You already found the "set fuses" solution to the problem, so that's great. The other possibility is to buy a 16 MHz (or whatever) crystal and just plug it in where it goes: PB6,7 on the AVR. If you did that, you'd have to change the CPU speed in the Makefile (see below).

But the bigger question is what's the easiest/cheapeast way to get the hardware. A few years ago, it was "just order a bare chip", but now there's an entire ecosystem of people selling Arduino-compatibile chips with the fuses already burnt like you found, and there are pre-built "Arduino" clones that are only a tiny bit more expensive than buying the straight chips.

If I were re-doing the book (maybe a 3rd edition?) I would change the hardware platform. Since the time the book was written, cheap "Arduino" mini clones have become the cheapest/easiest way to get started with AVRs.

There are only two changes you'd need to make. One is hooking up the SPI wires correctly, and the other is making sure the delay and baud-rate functions know what speed your processor is running at.

Some of the clones have a 6-pin ISP header broken out on the thin side of the board opposite the serial adapter. Connect pins and plug it into the 6-pin header on your programmer. Done.

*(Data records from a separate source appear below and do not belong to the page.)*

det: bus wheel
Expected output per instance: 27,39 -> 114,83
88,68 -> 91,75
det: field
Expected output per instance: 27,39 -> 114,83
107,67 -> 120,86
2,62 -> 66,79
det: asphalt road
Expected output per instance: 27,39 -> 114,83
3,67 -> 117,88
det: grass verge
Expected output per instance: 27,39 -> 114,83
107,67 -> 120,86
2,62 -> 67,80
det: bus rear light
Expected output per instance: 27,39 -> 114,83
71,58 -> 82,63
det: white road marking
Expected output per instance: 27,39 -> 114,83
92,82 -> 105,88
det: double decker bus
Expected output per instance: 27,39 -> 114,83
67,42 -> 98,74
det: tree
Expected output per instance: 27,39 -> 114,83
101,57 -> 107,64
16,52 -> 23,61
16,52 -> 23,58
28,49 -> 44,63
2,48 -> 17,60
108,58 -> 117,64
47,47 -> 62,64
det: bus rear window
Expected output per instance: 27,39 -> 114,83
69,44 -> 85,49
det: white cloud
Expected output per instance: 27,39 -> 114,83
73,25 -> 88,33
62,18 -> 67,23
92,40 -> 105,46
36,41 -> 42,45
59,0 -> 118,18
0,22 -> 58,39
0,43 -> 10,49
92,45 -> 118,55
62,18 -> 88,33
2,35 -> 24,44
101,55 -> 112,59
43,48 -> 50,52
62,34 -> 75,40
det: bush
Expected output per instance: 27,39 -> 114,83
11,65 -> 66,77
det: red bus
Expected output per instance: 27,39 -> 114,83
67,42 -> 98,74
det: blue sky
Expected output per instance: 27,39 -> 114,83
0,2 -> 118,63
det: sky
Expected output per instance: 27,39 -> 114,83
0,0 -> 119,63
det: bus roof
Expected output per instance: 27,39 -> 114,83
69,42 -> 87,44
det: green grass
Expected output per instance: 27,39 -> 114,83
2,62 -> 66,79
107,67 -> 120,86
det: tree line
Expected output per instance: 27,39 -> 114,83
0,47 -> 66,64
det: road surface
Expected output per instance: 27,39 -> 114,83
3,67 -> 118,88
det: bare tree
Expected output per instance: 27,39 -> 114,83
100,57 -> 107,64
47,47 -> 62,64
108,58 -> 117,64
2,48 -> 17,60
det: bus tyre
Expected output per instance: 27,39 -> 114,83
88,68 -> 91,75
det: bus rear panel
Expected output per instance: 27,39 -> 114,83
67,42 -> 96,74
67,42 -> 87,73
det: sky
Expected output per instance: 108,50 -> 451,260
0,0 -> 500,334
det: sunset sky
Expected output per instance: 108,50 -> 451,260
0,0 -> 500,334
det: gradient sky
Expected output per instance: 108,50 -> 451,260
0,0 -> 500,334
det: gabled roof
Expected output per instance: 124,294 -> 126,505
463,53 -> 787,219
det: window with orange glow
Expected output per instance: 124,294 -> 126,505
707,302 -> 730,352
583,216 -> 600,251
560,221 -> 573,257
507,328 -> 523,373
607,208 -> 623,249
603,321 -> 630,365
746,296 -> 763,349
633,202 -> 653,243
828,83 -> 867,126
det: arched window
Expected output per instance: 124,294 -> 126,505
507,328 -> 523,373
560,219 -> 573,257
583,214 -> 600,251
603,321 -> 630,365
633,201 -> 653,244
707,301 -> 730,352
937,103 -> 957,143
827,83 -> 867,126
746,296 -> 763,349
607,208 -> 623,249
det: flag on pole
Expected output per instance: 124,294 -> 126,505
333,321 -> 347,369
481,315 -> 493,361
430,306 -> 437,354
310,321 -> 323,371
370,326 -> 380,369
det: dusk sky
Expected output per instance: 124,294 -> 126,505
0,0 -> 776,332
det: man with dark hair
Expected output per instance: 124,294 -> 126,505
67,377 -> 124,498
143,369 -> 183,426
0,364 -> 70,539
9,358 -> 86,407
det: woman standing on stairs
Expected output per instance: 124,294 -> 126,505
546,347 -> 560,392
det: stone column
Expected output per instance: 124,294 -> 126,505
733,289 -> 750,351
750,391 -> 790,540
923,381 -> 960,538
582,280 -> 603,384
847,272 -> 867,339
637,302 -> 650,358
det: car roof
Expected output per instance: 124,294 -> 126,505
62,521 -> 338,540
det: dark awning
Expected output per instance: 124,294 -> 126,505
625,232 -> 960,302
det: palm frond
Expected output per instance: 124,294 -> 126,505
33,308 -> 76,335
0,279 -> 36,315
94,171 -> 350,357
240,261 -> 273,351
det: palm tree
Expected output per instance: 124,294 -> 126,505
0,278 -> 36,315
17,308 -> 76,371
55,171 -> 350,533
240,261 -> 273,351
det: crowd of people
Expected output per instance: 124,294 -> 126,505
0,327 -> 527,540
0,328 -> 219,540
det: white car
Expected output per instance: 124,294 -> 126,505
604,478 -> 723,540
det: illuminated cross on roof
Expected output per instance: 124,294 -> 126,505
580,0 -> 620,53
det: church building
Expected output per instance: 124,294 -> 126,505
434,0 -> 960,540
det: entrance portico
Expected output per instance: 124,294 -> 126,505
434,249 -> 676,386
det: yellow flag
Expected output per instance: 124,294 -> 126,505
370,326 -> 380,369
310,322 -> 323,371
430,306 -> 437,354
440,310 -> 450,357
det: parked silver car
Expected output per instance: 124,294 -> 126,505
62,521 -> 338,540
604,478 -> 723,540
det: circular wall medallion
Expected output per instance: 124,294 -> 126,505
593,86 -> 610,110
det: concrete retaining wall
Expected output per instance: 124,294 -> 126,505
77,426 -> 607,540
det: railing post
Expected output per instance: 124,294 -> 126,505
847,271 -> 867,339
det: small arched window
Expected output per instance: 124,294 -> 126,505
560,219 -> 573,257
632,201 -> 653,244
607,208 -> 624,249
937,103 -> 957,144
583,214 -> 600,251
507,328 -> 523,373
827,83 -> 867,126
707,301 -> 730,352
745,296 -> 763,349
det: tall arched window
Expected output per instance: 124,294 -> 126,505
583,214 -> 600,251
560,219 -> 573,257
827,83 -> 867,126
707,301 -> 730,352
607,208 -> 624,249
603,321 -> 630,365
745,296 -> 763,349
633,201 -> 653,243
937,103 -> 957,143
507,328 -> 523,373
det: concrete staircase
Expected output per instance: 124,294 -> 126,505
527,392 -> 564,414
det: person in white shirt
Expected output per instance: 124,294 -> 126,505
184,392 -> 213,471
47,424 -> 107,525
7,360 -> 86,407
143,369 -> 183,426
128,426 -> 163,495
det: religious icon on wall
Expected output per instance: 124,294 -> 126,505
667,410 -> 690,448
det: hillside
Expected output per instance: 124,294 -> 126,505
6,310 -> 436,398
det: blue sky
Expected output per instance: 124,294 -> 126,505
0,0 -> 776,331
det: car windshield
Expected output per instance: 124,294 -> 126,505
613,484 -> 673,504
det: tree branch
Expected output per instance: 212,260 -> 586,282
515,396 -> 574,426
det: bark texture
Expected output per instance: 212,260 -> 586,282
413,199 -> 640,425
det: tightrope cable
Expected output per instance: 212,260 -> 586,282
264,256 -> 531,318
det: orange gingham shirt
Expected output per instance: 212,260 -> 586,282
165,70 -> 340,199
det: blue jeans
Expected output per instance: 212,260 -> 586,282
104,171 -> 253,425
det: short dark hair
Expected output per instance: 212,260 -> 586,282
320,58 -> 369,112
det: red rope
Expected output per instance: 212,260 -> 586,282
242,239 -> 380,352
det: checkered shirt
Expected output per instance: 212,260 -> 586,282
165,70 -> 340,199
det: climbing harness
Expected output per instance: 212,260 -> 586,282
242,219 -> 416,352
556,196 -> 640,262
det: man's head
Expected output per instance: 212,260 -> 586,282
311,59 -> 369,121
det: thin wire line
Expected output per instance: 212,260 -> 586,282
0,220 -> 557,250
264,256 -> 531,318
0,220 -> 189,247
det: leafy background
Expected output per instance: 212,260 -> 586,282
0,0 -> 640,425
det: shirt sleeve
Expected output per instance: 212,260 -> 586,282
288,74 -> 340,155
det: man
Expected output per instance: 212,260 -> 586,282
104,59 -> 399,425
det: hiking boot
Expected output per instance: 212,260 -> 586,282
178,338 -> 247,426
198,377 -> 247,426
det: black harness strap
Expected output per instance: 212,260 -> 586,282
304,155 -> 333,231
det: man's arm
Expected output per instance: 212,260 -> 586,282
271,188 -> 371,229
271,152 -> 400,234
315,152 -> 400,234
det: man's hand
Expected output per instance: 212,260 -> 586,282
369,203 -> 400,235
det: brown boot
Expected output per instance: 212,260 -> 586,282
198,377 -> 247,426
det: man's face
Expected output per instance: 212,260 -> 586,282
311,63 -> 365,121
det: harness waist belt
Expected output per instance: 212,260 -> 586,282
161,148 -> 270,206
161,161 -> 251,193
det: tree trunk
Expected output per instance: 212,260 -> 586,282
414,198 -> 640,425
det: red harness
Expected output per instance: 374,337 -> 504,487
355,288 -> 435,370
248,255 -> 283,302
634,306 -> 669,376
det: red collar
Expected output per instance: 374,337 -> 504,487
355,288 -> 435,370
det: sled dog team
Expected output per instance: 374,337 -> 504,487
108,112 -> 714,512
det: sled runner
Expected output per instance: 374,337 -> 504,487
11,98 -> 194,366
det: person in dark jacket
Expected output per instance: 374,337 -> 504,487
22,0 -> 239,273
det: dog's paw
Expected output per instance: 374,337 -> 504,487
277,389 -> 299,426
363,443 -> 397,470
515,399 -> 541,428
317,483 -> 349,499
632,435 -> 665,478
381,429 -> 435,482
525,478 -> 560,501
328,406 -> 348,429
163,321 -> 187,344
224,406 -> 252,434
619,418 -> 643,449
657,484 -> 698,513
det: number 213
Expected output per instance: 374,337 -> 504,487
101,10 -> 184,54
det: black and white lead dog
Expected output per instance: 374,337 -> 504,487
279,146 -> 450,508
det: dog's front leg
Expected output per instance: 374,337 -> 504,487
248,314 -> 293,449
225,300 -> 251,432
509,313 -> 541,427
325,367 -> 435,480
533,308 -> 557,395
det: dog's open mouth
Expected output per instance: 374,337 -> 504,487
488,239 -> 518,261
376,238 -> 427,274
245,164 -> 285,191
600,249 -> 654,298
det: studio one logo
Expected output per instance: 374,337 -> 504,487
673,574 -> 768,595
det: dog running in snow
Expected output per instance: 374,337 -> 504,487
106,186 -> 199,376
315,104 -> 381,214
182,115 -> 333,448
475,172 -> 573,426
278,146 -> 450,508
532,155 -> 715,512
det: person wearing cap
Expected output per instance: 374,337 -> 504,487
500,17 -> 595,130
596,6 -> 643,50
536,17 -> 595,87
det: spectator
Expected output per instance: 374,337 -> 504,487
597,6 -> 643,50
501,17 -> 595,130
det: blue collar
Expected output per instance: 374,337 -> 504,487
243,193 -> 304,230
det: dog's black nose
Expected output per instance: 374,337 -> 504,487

Otherwise, you'll have to hook them up as follows:
RESET, VCC, GND are obvious
MISO: D11
MOSI: D12
SCK: D13

That'll get you programming.

Now, the chip is clocked at 16 MHz instead of 1 or 8. You'll need to edit F_CPU in the Makefile accordingly to read 16000000UL.

And that's it. The rest should work with the code in the book (untested!), and you get a convenient serial port connection to boot. Let me know if you try this out.

[nblyumberg]

Hi Elliott,

Feedback from someone who's working their way through the book, and seeing these comments after running into the same problem as others:

A few comments and to echo some of the feedback from others:

1. I actually prefer that you don't switch the book to a different hardware platform and stick to the bare chip approach your book uses, i've skimmed a few of the Arduino books previously and they obfuscate a lot of the details that are interesting and important. As I haven't gotten through the rest of the book, I can't really comment on the rest of the content.

2. The comments about the rc=-1 error are spot on, the book should include a note about the fuses, a few possible breadboard scenarios to overcome this, instructions on how to set the fuses with your programmer.

3. It would also be beneficial to include a prebuilt hex file that could be flashed once you overcome the external oscillator problem so you are starting in a "known good state". I've built the chapter 2 circuit about 5 times already and only got to blink the LED once. I can program the chip but my pin doesn't seem to do anything beyond that.

Thank you for the book, I am hoping to get through it to get a better understanding of underlying technologies for all things Arduino.